Animal fantasy is a sub-genre of children’s literature in which animals are anthropomorphized into human-like characters and use language like humans. It is often criticized by those who want readers to experience more realistic representations of animals and the natural world, but animal fantasies engage a millennia-old tradition, in the Western canon reaching back at least as far as Aesop’s Fables; animal characters feature in teaching stories for children (and adults) in cultures around the world. Burgess’s stories are intended for children in the early elementary grades. The challenges and triumphs of the “little people” in his stories will feel identifiable to many young readers, and the snippets of moralizing and authorial commentary interleaved with the actions of the plot reflect a teaching device with a long history.
In the late twentieth century, Burgess fell out of favour with teachers and librarians. This shift occurred in part due to changing tastes in literary style and in part due to a changing society. Burgess is entirely a writer of his time.
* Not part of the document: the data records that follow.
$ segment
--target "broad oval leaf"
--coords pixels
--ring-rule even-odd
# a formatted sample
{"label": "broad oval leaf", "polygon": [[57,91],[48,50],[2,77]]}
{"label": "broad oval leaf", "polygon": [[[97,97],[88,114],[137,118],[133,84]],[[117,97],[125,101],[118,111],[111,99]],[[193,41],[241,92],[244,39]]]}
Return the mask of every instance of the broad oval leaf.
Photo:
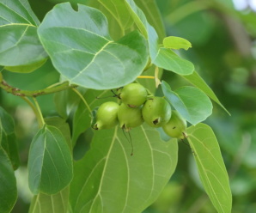
{"label": "broad oval leaf", "polygon": [[15,123],[11,116],[0,106],[0,146],[7,153],[14,169],[20,166]]}
{"label": "broad oval leaf", "polygon": [[66,213],[69,208],[69,186],[53,195],[39,193],[34,196],[28,213]]}
{"label": "broad oval leaf", "polygon": [[84,5],[79,4],[77,12],[70,3],[55,6],[38,33],[56,69],[82,87],[124,86],[134,81],[148,62],[146,41],[138,32],[114,42],[104,15]]}
{"label": "broad oval leaf", "polygon": [[192,44],[187,40],[176,36],[168,36],[164,38],[162,44],[165,48],[175,50],[188,50],[188,48],[192,47]]}
{"label": "broad oval leaf", "polygon": [[194,87],[182,87],[175,91],[162,82],[164,96],[174,107],[192,125],[197,125],[212,113],[212,103],[207,95]]}
{"label": "broad oval leaf", "polygon": [[195,87],[200,88],[204,93],[205,93],[211,100],[216,102],[219,106],[226,111],[226,113],[230,115],[229,111],[221,103],[218,98],[216,96],[212,89],[207,85],[204,79],[198,75],[198,73],[194,70],[192,74],[188,76],[182,76],[186,81],[194,85]]}
{"label": "broad oval leaf", "polygon": [[45,125],[33,138],[28,156],[28,185],[34,194],[54,194],[73,177],[72,156],[61,131]]}
{"label": "broad oval leaf", "polygon": [[9,213],[17,199],[15,173],[6,152],[0,147],[0,212]]}
{"label": "broad oval leaf", "polygon": [[47,54],[37,34],[40,21],[28,2],[0,0],[0,64],[21,66],[44,61]]}
{"label": "broad oval leaf", "polygon": [[75,163],[73,212],[142,212],[156,199],[175,169],[177,140],[165,143],[148,126],[131,135],[133,156],[121,129],[95,132],[90,150]]}
{"label": "broad oval leaf", "polygon": [[187,129],[204,190],[218,213],[230,213],[232,195],[221,150],[211,128],[198,124]]}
Most of the animals he depicts are male, and many of the female animals who wander into the stories are more passive and more stereotyped than the kinds of representation preferred for girls today. (Such is not the case, however, of Old Granny Fox, who may be the smartest of the little people Burgess represents and certainly does not lack agency or self-determination.)
The style of Burgess’s storytelling is undeniably old-fashioned but still deserves consideration. Although the writing is often simple and plain, there are rhetorical flourishes that reveal the author’s attention to craft. In particular, Burgess’s use of formulaic expressions such as “jolly, round, bright Mr. Sun” and “the Merry Little Breezes” links these tales to an orality that stretches back to at least The Iliad and The Odyssey of Homer (think of phrases such as “the wine-dark sea,” “rosy-fingered Dawn,” and “bright-eyed Athena”). Through his broader use of repetition and through onomatopoeia, Burgess underscores characteristics of his characters’ real-life forest counterparts—the way a chickadee calls, a squirrel scolds, or a rabbit lopes, for example.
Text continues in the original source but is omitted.